El fútbol no es solo el deporte más popular del planeta; es también la maquinaria comercial más poderosa del entretenimiento global. Mientras los jugadores disputan el balón dentro de la cancha, fuera de ella opera un engranaje financiero de proporciones históricas que convierte cada partido en una transacción multimillonaria. El Mundial de 2026, que tiene a México como uno de sus tres países sede junto con Estados Unidos y Canadá, es la expresión más acabada de ese modelo.

Las cifras lo confirman sin ambigüedad. Los ingresos proyectados por la FIFA para el ciclo comercial que cierra con este torneo ascienden a 13 mil millones de dólares, un crecimiento del 72% respecto al ciclo anterior. Solo durante el año del torneo, la recaudación estimada alcanza los 8 mil 911 millones de dólares, cifra sin precedentes en la historia del deporte mundial.

El motor de ese ingreso no son los aficionados en los estadios, sino los telespectadores. Los derechos de televisión representan la principal fuente de ingresos de la FIFA, con 3 mil 925 millones de dólares proyectados para 2026, equivalentes al 44% del total esperado para ese año. La final del Mundial de Qatar 2022 fue vista por mil 420 millones de personas en televisión; para 2026, el presidente de la FIFA, Gianni Infantino, confía en que solo la final sea vista en directo por entre 1 mil 600 y 1 mil 800 millones de personas, lo que representaría aproximadamente el 22% de los 8 mil 300 millones de habitantes del planeta.

La ventaja estratégica del fútbol frente a cualquier otra forma de entretenimiento es su condición de espectáculo en vivo. Aunque el auge de plataformas digitales ha transformado los hábitos de consumo, la televisión en abierto sigue resistiendo como el medio dominante para los deportes en directo, algo que las plataformas de streaming aún no logran desplazar por completo. Sin embargo, el ecosistema digital avanza: en México, ViX Premium será la única plataforma con los 104 partidos del torneo en transmisión completa, mientras que la televisión abierta cubrirá solo 32 encuentros seleccionados, lo que empuja a millones de aficionados hacia servicios de pago.

Ese desplazamiento no es accidental. Es una decisión de modelo de negocio. La FIFA ejerce un control significativo sobre el mercado mediático global, fijando precios, condiciones y estructuras de distribución que consolidan su poder como actor económico y político en el ecosistema deportivo internacional. Los derechos de transmisión registrarán para 2026 un crecimiento del 24% respecto a Qatar 2022, mientras que los patrocinios corporativos aumentarán un 59%.

Para México, ser sede implica visibilidad internacional, pero también sujeción a las condiciones impuestas por la FIFA. La transmisión fragmentada entre televisoras abiertas y plataformas de pago ilustra una paradoja: el país anfitrión que no puede garantizar acceso gratuito universal al evento que alberga.

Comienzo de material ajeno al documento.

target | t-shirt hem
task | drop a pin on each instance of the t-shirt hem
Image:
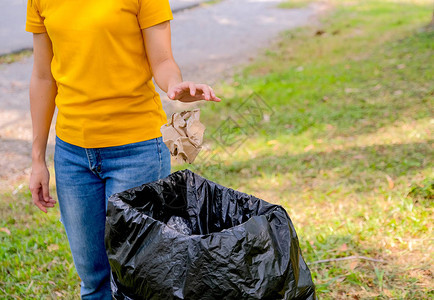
(104, 143)
(149, 22)
(35, 29)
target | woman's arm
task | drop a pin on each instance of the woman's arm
(165, 70)
(43, 90)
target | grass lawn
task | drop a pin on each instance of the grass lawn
(342, 138)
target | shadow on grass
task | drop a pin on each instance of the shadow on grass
(356, 166)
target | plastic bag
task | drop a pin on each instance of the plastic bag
(185, 237)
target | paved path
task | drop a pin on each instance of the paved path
(208, 41)
(13, 36)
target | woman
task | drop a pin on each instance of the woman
(95, 60)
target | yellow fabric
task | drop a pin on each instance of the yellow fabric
(106, 96)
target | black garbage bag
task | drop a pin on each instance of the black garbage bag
(185, 237)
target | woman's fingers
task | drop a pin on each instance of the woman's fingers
(189, 92)
(36, 197)
(192, 87)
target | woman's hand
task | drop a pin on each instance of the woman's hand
(188, 91)
(39, 187)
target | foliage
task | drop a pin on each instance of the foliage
(346, 150)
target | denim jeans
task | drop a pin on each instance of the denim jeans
(85, 179)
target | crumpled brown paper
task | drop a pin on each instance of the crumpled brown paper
(183, 135)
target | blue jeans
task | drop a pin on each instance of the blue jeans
(85, 179)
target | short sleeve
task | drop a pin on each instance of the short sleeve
(153, 12)
(34, 21)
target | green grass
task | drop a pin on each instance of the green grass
(344, 143)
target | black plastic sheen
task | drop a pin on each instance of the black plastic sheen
(185, 237)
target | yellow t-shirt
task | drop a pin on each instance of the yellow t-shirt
(106, 96)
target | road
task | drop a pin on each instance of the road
(209, 43)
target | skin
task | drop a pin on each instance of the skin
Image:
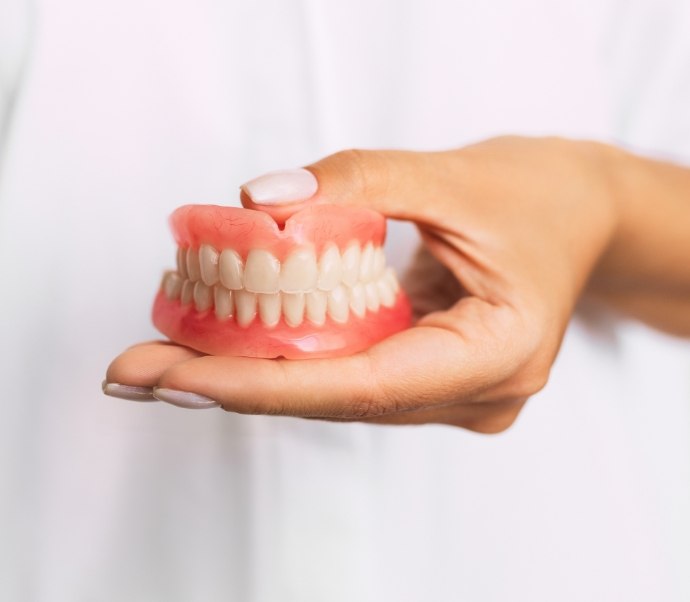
(515, 232)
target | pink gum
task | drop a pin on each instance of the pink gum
(246, 229)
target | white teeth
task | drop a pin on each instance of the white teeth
(351, 264)
(261, 272)
(187, 293)
(293, 308)
(358, 302)
(316, 302)
(366, 264)
(390, 277)
(372, 295)
(245, 307)
(203, 296)
(269, 309)
(182, 262)
(299, 273)
(223, 301)
(337, 304)
(386, 294)
(193, 269)
(330, 269)
(172, 285)
(379, 263)
(208, 262)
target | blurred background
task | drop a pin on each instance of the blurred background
(114, 113)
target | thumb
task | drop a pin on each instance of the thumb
(394, 183)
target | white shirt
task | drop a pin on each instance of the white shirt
(115, 113)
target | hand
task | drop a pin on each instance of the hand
(512, 230)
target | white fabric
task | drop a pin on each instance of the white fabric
(128, 109)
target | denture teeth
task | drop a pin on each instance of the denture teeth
(372, 296)
(299, 272)
(203, 296)
(358, 302)
(172, 285)
(182, 262)
(316, 303)
(223, 302)
(379, 263)
(366, 264)
(245, 307)
(269, 308)
(293, 308)
(330, 269)
(351, 264)
(193, 268)
(338, 301)
(386, 294)
(208, 262)
(187, 293)
(261, 272)
(230, 269)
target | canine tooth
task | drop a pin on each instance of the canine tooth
(193, 268)
(172, 285)
(330, 269)
(337, 304)
(372, 295)
(390, 277)
(316, 303)
(203, 296)
(386, 294)
(299, 272)
(223, 301)
(269, 308)
(358, 301)
(366, 264)
(182, 262)
(379, 263)
(351, 264)
(187, 293)
(208, 261)
(261, 272)
(230, 269)
(245, 307)
(293, 308)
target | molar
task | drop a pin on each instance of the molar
(316, 303)
(293, 308)
(269, 309)
(330, 269)
(193, 268)
(230, 269)
(338, 301)
(261, 272)
(208, 262)
(223, 302)
(351, 264)
(299, 272)
(245, 307)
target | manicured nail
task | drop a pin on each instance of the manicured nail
(184, 399)
(282, 187)
(128, 392)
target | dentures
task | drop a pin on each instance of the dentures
(319, 287)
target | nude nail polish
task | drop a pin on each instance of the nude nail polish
(128, 392)
(184, 399)
(282, 187)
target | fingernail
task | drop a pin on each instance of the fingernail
(184, 399)
(279, 187)
(128, 392)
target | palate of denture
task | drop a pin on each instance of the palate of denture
(316, 288)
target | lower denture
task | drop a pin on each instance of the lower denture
(317, 288)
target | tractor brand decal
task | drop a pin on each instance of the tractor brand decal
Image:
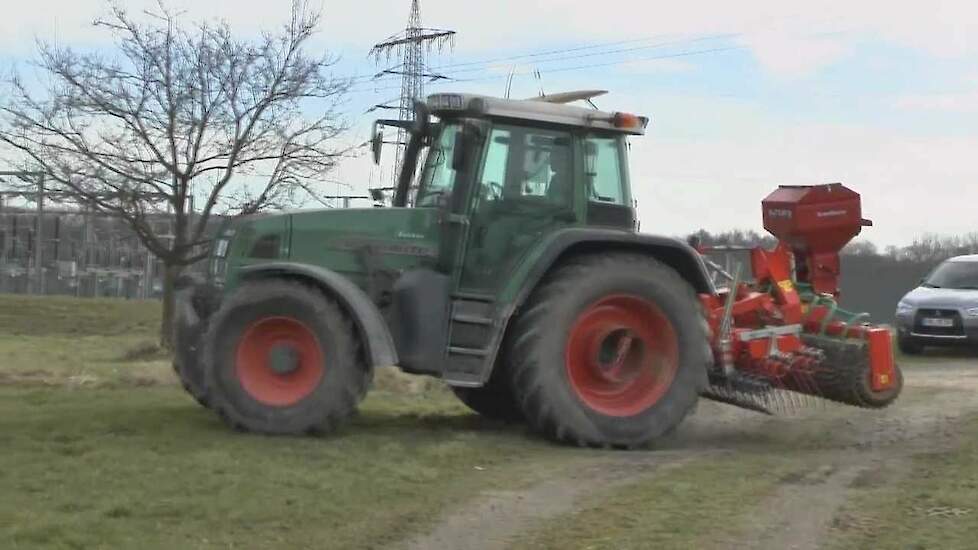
(385, 247)
(830, 213)
(406, 235)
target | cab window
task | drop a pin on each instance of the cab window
(603, 170)
(438, 177)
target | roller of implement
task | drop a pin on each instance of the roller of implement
(781, 341)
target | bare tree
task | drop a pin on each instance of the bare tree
(174, 112)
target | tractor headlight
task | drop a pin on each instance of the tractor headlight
(903, 308)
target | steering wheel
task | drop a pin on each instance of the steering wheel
(492, 190)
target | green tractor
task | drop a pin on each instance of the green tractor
(511, 268)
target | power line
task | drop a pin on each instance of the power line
(688, 53)
(472, 66)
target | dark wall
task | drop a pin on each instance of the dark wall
(874, 284)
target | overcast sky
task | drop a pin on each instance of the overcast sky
(743, 96)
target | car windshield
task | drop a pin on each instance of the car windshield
(955, 275)
(438, 177)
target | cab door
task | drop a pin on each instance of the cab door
(524, 189)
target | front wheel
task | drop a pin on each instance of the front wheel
(284, 359)
(610, 351)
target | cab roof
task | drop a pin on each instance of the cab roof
(550, 109)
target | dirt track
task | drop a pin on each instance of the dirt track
(851, 446)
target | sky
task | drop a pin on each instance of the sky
(744, 96)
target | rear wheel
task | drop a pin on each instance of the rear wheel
(611, 350)
(284, 359)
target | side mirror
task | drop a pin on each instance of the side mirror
(421, 118)
(376, 143)
(458, 150)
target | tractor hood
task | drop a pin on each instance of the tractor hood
(347, 240)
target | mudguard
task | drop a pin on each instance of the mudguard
(375, 335)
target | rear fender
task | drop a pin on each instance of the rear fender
(374, 333)
(566, 243)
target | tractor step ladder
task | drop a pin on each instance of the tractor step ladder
(470, 334)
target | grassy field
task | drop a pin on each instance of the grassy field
(936, 506)
(101, 449)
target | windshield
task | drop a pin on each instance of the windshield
(438, 177)
(958, 275)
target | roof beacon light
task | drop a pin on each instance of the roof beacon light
(445, 101)
(629, 121)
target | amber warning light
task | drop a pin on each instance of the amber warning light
(629, 121)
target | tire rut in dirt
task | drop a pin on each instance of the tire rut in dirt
(319, 395)
(537, 350)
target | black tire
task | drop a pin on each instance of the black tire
(494, 400)
(343, 380)
(537, 347)
(908, 346)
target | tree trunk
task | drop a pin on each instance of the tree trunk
(170, 274)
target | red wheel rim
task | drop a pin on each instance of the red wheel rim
(622, 355)
(279, 361)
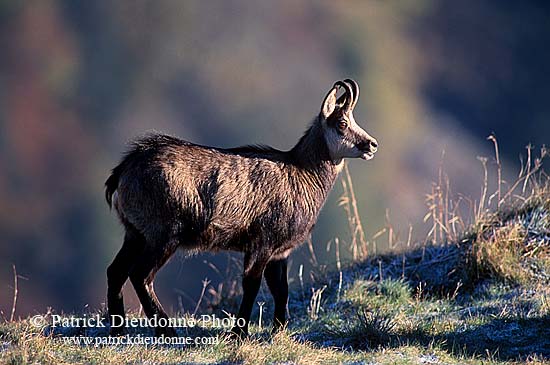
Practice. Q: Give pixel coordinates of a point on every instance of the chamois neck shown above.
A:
(311, 155)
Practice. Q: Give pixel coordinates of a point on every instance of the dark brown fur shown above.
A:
(172, 194)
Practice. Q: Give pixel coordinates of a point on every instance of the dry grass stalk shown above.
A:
(15, 292)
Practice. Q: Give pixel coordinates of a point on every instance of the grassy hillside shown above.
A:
(469, 294)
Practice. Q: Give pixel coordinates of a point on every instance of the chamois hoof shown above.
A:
(166, 332)
(238, 333)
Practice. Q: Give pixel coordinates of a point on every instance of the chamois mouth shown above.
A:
(367, 155)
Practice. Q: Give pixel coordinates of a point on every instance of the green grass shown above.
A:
(483, 298)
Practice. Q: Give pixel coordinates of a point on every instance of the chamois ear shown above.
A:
(329, 104)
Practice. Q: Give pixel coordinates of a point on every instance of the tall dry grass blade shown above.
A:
(205, 284)
(529, 147)
(481, 205)
(493, 139)
(313, 259)
(15, 292)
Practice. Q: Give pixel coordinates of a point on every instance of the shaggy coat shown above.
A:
(170, 194)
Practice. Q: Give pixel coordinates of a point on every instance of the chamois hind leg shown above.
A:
(142, 276)
(117, 274)
(252, 279)
(276, 278)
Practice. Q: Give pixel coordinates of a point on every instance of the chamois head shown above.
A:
(344, 137)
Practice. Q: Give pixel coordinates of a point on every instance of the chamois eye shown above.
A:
(342, 125)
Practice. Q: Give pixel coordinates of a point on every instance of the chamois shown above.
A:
(170, 194)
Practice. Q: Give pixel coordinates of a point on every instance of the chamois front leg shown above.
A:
(252, 279)
(276, 278)
(142, 276)
(117, 274)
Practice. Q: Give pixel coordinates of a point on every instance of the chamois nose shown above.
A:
(369, 146)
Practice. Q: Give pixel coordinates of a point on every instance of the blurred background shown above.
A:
(78, 79)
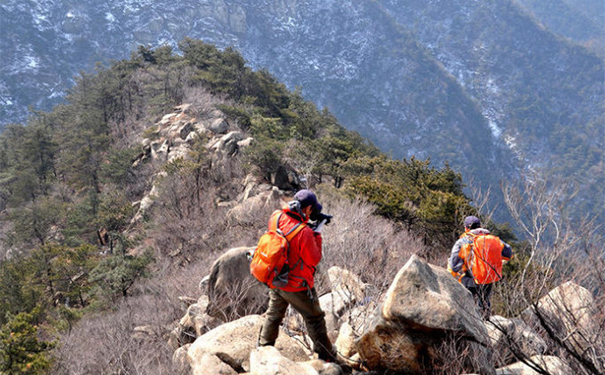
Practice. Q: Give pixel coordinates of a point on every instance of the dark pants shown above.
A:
(482, 294)
(307, 304)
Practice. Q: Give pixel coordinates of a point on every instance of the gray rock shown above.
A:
(234, 341)
(423, 305)
(268, 360)
(209, 364)
(232, 291)
(513, 335)
(218, 126)
(569, 311)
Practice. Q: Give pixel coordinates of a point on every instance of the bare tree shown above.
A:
(559, 250)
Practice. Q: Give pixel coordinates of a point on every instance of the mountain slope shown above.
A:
(477, 84)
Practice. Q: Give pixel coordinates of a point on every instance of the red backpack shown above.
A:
(270, 259)
(483, 257)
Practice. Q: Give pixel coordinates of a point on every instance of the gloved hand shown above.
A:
(320, 221)
(319, 217)
(320, 225)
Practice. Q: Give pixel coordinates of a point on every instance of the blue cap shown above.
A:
(308, 198)
(472, 222)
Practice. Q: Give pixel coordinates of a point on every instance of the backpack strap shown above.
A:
(274, 226)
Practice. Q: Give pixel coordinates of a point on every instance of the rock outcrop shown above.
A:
(512, 337)
(232, 291)
(234, 341)
(422, 308)
(568, 310)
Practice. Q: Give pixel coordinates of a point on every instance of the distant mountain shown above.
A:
(479, 85)
(580, 21)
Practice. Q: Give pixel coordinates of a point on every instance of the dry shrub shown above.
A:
(366, 244)
(106, 343)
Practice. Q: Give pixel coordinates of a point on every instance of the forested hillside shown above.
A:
(72, 181)
(496, 89)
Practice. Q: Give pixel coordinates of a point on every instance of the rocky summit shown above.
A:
(486, 87)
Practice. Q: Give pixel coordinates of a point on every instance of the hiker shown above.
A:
(305, 255)
(476, 261)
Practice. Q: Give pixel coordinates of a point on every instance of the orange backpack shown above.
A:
(270, 259)
(483, 257)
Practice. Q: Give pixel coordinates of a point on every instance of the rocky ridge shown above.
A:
(473, 84)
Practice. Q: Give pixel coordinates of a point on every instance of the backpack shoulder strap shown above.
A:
(297, 228)
(274, 227)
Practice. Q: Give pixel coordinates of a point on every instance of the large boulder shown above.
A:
(512, 337)
(232, 291)
(424, 308)
(210, 364)
(268, 360)
(233, 342)
(549, 364)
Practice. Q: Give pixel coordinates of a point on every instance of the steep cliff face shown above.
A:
(477, 84)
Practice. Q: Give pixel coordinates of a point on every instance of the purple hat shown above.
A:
(308, 198)
(472, 222)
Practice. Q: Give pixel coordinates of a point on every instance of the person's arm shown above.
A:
(455, 261)
(507, 251)
(310, 247)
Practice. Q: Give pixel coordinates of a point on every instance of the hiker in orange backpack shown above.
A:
(304, 255)
(476, 261)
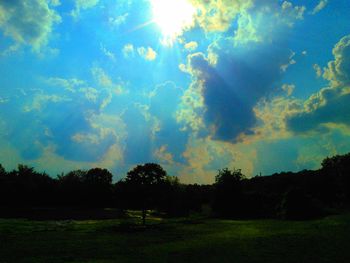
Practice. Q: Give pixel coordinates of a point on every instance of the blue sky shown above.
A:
(194, 85)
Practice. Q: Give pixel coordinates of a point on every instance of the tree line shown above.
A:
(301, 195)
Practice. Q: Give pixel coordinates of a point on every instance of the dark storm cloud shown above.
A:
(332, 104)
(241, 77)
(163, 105)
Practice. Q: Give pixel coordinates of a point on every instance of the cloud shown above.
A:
(330, 105)
(119, 20)
(218, 15)
(291, 13)
(338, 71)
(288, 88)
(128, 50)
(29, 22)
(191, 46)
(147, 53)
(82, 5)
(107, 52)
(318, 70)
(231, 88)
(321, 5)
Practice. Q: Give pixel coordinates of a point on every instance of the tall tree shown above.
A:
(144, 181)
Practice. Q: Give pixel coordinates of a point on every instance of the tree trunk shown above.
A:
(144, 216)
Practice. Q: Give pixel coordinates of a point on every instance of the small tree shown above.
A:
(2, 171)
(144, 179)
(228, 192)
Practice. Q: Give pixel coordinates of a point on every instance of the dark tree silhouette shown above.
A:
(228, 192)
(2, 171)
(145, 181)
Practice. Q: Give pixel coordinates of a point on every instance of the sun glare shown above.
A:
(172, 18)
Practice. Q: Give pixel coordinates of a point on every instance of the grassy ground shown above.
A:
(180, 240)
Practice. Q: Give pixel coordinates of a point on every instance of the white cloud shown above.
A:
(321, 5)
(147, 53)
(83, 5)
(28, 22)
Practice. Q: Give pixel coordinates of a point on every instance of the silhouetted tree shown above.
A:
(2, 171)
(228, 192)
(145, 181)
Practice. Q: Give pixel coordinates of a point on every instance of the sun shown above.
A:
(172, 17)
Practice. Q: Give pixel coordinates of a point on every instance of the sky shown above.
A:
(194, 85)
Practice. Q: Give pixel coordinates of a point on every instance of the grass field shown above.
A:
(176, 240)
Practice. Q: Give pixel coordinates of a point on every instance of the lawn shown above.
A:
(176, 240)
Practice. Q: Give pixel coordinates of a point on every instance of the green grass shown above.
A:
(176, 240)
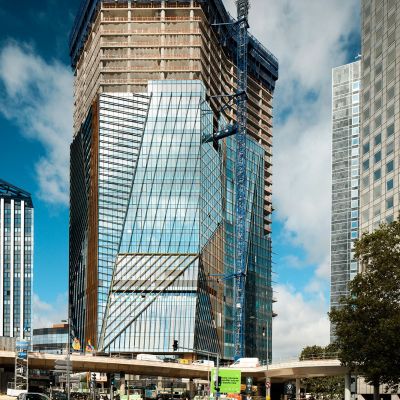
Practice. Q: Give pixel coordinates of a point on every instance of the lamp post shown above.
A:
(267, 381)
(68, 383)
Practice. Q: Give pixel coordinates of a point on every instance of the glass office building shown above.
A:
(346, 86)
(16, 261)
(380, 128)
(50, 340)
(152, 197)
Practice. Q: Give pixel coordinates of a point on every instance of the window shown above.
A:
(353, 266)
(389, 148)
(390, 130)
(390, 112)
(390, 93)
(378, 69)
(378, 104)
(377, 174)
(390, 166)
(378, 86)
(390, 75)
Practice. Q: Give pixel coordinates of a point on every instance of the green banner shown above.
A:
(229, 380)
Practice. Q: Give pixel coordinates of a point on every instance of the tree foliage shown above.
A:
(367, 322)
(330, 387)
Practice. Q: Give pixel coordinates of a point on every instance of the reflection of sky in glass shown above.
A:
(163, 214)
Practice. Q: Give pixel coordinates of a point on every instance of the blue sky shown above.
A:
(308, 37)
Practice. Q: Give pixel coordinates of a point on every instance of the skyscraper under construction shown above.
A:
(152, 243)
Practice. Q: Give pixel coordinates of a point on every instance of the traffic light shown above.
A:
(217, 384)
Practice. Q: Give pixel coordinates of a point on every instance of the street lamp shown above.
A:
(267, 381)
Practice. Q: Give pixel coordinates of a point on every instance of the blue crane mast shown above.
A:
(241, 177)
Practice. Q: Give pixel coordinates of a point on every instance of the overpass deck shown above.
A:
(84, 363)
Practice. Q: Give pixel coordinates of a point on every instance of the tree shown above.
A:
(330, 387)
(367, 322)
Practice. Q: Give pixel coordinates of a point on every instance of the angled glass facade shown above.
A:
(16, 261)
(152, 223)
(346, 86)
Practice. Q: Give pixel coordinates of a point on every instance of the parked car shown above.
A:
(246, 363)
(205, 363)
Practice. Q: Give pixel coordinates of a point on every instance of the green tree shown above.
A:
(367, 322)
(330, 387)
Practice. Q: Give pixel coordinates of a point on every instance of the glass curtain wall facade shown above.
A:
(346, 82)
(380, 113)
(16, 261)
(152, 199)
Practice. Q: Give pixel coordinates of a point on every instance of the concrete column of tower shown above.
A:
(163, 41)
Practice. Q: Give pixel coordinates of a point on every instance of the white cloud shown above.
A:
(308, 37)
(37, 96)
(299, 323)
(44, 315)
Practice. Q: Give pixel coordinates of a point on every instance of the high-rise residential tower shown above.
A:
(380, 129)
(16, 261)
(345, 176)
(152, 197)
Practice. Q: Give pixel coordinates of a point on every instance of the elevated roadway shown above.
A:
(278, 372)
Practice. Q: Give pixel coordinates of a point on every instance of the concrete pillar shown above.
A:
(267, 389)
(347, 383)
(297, 388)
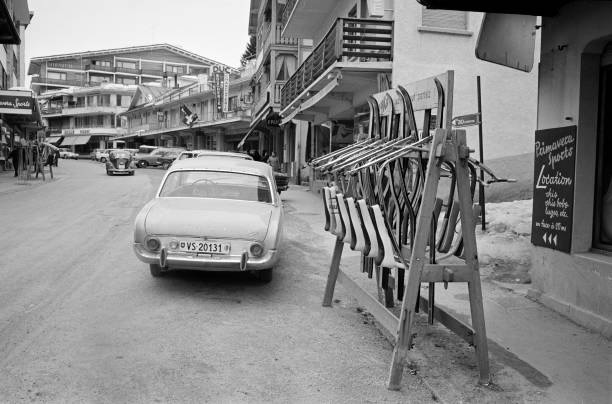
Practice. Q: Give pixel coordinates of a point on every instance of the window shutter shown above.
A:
(445, 19)
(376, 8)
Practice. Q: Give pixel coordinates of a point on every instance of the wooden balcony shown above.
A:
(47, 81)
(349, 40)
(287, 11)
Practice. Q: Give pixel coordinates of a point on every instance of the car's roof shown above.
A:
(216, 163)
(214, 153)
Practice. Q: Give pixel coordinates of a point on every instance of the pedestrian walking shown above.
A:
(273, 161)
(14, 156)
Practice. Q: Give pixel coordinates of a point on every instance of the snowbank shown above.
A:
(506, 246)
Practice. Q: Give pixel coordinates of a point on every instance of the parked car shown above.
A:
(153, 158)
(167, 158)
(68, 154)
(102, 155)
(234, 219)
(280, 179)
(120, 162)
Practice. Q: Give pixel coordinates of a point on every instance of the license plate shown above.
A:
(205, 247)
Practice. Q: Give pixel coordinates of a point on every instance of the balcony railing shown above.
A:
(48, 81)
(278, 87)
(287, 11)
(129, 70)
(61, 65)
(348, 40)
(100, 68)
(154, 127)
(152, 72)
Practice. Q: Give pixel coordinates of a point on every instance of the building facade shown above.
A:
(572, 205)
(278, 56)
(85, 118)
(21, 123)
(363, 47)
(84, 93)
(158, 119)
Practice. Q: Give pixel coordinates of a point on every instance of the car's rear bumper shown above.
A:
(120, 170)
(206, 263)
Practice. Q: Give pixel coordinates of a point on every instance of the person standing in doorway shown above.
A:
(273, 161)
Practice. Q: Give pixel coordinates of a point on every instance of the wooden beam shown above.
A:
(384, 317)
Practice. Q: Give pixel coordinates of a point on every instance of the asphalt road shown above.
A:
(82, 320)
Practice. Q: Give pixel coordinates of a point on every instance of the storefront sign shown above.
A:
(273, 119)
(553, 190)
(466, 120)
(16, 102)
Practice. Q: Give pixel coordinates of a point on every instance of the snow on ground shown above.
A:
(505, 247)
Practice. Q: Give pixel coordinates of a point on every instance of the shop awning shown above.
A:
(81, 140)
(53, 139)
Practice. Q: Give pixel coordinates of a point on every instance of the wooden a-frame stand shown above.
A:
(447, 146)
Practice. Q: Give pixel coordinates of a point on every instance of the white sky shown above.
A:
(214, 29)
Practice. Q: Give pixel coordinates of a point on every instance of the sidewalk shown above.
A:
(536, 354)
(10, 184)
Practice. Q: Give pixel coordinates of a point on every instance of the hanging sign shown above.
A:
(553, 189)
(16, 102)
(466, 120)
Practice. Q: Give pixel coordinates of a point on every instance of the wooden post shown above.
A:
(471, 257)
(332, 277)
(417, 261)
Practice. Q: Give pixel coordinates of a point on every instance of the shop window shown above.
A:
(602, 226)
(444, 19)
(56, 75)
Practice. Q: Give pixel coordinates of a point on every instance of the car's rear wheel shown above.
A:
(265, 275)
(156, 271)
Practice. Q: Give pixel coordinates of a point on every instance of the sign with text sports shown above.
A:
(553, 188)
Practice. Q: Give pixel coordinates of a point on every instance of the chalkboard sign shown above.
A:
(553, 188)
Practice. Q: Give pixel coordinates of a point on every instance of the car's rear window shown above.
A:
(218, 185)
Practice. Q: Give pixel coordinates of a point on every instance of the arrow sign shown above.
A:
(466, 120)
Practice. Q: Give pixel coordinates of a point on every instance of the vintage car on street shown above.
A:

De los 13 mil millones de dólares que ingresará la FIFA en este ciclo, el presupuesto de gastos e inversiones del organismo asciende a 12 mil 900 millones, incluyendo 3 mil 756 millones destinados exclusivamente a la organización del Mundial 2026, lo que revela que el torneo es, ante todo, un negocio que se financia con la pasión de los mismos aficionados a quienes luego se les cobra por ver.

Detrás del balón no hay solo estadios y camisetas. Hay contratos, pantallas y flujos de capital que transforman el fútbol en el espectáculo comercial más rentable de la historia humana.